Quiconque s'engage dans un programme de reconstitution historique d'un dispositif et d'un résultat expérimental suppose que le résultat expérimental en question est reproductible. Mais comme le montre D. Pestre de manière très convaincante, les difficultés rencontrées par toute reconstitution de ce genre sont riches d'enseignement pour la compréhension des sciences expérimentales. D. Pestre a, selon moi, raison lorsqu'il attribue à la tradition dominante en philosophie des sciences (de Pierre Duhem à Willard Van Orman Quine en passant par Rudolf Carnap, Karl Popper et Carl Hempel) l'idée que la mission fondamentale sinon unique d'un expérimentateur est de corroborer ou de réfuter une théorie élaborée par un théoricien[7]. En rejetant la thèse de la subordination de l'expérimentation à la théorie, D. Pestre s'accorde avec le philosophe des sciences Ian Hacking qui, dans un très intéressant petit livre paru en 1983, faisait valoir qu'en 1936, les muons furent découverts par des expérimentalistes et qu'en 1965, le rayonnement cosmique fut découvert par les radioastronomes Penzias et Wilson qui ne cherchaient nullement à corroborer ou à infirmer l'hypothèse du Big Bang[8].

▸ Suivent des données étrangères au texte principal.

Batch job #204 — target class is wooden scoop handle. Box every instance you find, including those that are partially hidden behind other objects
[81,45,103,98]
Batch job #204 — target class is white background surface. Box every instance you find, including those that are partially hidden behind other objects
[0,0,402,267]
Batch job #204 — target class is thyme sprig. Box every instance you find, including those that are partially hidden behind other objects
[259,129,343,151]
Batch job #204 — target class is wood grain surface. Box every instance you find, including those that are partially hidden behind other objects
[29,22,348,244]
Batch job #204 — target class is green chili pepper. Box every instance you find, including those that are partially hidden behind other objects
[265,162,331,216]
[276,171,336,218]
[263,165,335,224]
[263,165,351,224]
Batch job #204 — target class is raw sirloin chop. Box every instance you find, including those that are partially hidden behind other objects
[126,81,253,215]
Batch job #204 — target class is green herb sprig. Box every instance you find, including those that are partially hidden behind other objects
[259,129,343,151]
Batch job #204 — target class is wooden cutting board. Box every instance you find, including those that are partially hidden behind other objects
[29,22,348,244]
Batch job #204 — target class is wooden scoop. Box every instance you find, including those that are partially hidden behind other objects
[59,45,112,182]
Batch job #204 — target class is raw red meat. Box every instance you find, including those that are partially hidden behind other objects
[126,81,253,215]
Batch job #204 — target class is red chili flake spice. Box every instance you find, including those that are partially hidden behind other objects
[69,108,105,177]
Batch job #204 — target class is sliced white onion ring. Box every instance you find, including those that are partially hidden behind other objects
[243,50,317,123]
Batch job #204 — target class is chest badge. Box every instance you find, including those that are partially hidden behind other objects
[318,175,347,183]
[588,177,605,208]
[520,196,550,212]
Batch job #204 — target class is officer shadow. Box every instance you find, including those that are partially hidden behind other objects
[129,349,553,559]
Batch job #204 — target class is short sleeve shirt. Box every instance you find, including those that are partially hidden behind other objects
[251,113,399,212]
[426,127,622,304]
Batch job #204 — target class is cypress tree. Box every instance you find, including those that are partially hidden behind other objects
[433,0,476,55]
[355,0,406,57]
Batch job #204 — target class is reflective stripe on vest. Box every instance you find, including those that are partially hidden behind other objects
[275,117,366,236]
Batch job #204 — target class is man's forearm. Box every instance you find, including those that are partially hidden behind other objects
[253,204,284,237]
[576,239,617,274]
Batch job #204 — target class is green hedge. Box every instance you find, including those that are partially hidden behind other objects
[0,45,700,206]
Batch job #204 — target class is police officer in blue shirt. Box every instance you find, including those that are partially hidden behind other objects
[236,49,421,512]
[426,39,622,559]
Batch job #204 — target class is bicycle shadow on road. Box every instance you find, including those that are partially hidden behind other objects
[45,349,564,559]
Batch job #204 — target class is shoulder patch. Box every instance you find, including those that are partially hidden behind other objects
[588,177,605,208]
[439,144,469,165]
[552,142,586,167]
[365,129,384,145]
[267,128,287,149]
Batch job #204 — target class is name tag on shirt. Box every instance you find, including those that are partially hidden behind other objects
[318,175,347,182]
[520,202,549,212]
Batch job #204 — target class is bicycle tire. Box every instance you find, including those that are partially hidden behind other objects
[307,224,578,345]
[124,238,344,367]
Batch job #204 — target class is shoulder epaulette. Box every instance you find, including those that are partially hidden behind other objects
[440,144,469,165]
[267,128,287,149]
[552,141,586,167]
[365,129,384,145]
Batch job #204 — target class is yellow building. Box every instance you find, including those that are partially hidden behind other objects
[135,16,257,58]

            Lorsque D. Pestre affirme qu'expérimenter, ce n'est pas simplement regarder, fût-ce dans un appareil, on ne peut, je crois, que lui donner raison. Outre que l'observation est un don ou un talent, en sciences expérimentales, pour "voir" quelque chose, il faut savoir faire fonctionner les appareils. L'expérimentation n'est pas un "test instantané", mais un lent "processus". Expérimenter requiert un "apprentissage du geste qui doit réussir à tout coup" et que D. Pestre compare avec bonheur à la répétition et à la préparation d'un spectacle de théatre. D. Pestre soulève de surcroît une question passionnante qu'avait naguère posée l'historien de la physique Peter Galison[9]: à quel instant une expérience est-elle achevée ? A partir de quel moment, est-elle probante ? Sur quels facteurs un expérimentateur s'appuie-t-il pour décider que son travail expérimental est terminé ?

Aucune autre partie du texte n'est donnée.